Please cite the following in your publications when using our tool:

Samarakoon, H., Wan, Y.K., Parameswaran, S., Göke, J., Gamaarachchi, H. and Deveson, I.W., 2025. Leveraging basecaller’s move table to generate a lightweight k-mer model for nanopore sequencing analysis. Bioinformatics, 41(4), p.btaf111.

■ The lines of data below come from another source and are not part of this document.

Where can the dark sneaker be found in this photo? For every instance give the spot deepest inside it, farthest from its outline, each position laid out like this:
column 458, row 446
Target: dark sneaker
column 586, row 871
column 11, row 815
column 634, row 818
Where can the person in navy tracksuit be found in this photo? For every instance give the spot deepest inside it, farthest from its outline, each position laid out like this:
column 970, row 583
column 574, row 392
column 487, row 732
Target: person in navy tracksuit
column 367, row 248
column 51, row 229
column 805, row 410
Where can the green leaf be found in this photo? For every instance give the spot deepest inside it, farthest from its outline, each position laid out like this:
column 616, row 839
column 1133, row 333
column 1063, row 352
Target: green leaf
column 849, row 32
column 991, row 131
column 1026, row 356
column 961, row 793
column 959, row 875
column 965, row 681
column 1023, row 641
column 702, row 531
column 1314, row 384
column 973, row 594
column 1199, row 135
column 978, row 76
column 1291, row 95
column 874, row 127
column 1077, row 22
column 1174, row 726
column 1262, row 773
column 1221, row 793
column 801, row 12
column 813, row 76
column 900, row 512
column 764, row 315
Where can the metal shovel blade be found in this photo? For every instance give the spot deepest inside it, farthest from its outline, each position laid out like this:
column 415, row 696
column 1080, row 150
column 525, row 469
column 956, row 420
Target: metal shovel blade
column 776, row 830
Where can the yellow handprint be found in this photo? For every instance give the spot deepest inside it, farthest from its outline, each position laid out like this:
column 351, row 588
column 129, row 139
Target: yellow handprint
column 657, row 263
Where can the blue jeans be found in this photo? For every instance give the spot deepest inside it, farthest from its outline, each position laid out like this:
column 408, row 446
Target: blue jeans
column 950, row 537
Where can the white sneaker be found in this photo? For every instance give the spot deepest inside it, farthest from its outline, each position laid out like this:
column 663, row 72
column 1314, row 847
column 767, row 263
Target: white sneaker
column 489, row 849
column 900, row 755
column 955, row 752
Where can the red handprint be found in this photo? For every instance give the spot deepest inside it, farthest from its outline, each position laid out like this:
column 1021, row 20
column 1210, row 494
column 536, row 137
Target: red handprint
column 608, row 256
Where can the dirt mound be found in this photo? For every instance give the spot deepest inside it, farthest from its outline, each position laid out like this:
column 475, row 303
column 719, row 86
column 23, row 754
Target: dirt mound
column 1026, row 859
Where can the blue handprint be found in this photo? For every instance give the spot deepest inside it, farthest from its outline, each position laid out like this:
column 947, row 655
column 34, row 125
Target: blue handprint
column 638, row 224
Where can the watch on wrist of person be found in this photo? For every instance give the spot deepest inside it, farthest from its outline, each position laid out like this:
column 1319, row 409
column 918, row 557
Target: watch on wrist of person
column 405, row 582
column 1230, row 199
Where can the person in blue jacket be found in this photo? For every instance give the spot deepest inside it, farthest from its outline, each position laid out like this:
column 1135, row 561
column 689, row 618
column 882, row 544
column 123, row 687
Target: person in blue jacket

@article{samarakoon2025leveraging,
  title={Leveraging basecaller’s move table to generate a lightweight k-mer model for nanopore sequencing analysis},
  author={Samarakoon, Hiruna and Wan, Yuk Kei and Parameswaran, Sri and G{\"o}ke, Jonathan and Gamaarachchi, Hasindu and Deveson, Ira W},
  journal={Bioinformatics},
  volume={41},
  number={4},
  pages={btaf111},
  year={2025},
  publisher={Oxford University Press}
}

Acknowledgement

Code snippets have been taken from Minimap2, F5c, Nanopolish, and Sigtk.